Stock buybacks are expected to reach or surpass $1 trillion by the end of this year, but businesses have already spent more on buybacks than they've spent on their own business operations according to Goldman Sachs.
According to Goldman Sachs, aggregate share repurchases (or buybacks) rose by nearly 50 percent to $384 billion in the first half of 2018. That tops the $341 billion spent on capital expenditures, which are rising at the fastest pace in at least a quarter century.
“For the first time in 10 years, buybacks are garnering the largest share of cash spending by S&P 500 firms,” writes chief U.S. equity strategist David Kostin. “Capital spending has typically represented the largest single use of cash by corporations, a position it has held for 19 of the past 20 years.”
Awash with cash in light of a lower tax burden, corporate executives are electing to spend more on making themselves smaller rather than bigger -- a bet that’s rewarded shareholders.

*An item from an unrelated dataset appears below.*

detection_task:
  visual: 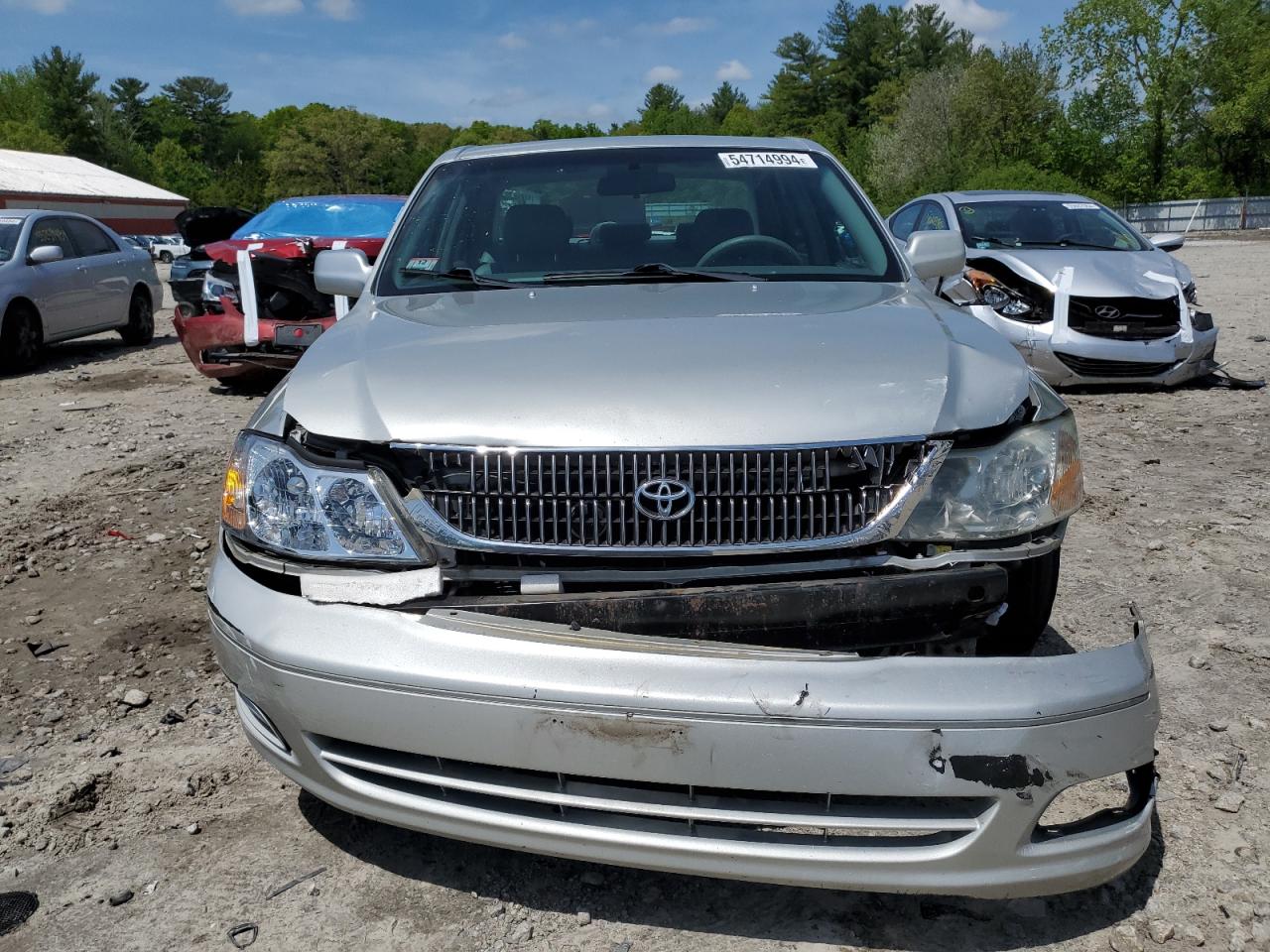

Republicans said passing their tax cuts for corporations and the rich would lead to a wave of business investment that would be passed down to workers in the form of higher wages, but that obviously hasn't happened.
Businesses have spent more buying back their own stocks than they've spent investing in their own business operations.
Business spending has increased and the economy has continued to add jobs, but that would have occurred even if Republicans had not touched the tax code. Passing the GOP's tax cuts just gave corporations a new way to funnel even more money to their richest executives and shareholders while providing no tangible benefit to average workers. The tax cuts have not led to major shift toward growing business operations at any major corporation that wasn't already planning to expand.
It'll be average workers who eventually pay for the tax cuts they never received much if any benefit from.
Republicans socialized the cost of handing another trillion dollars to people who were already rich.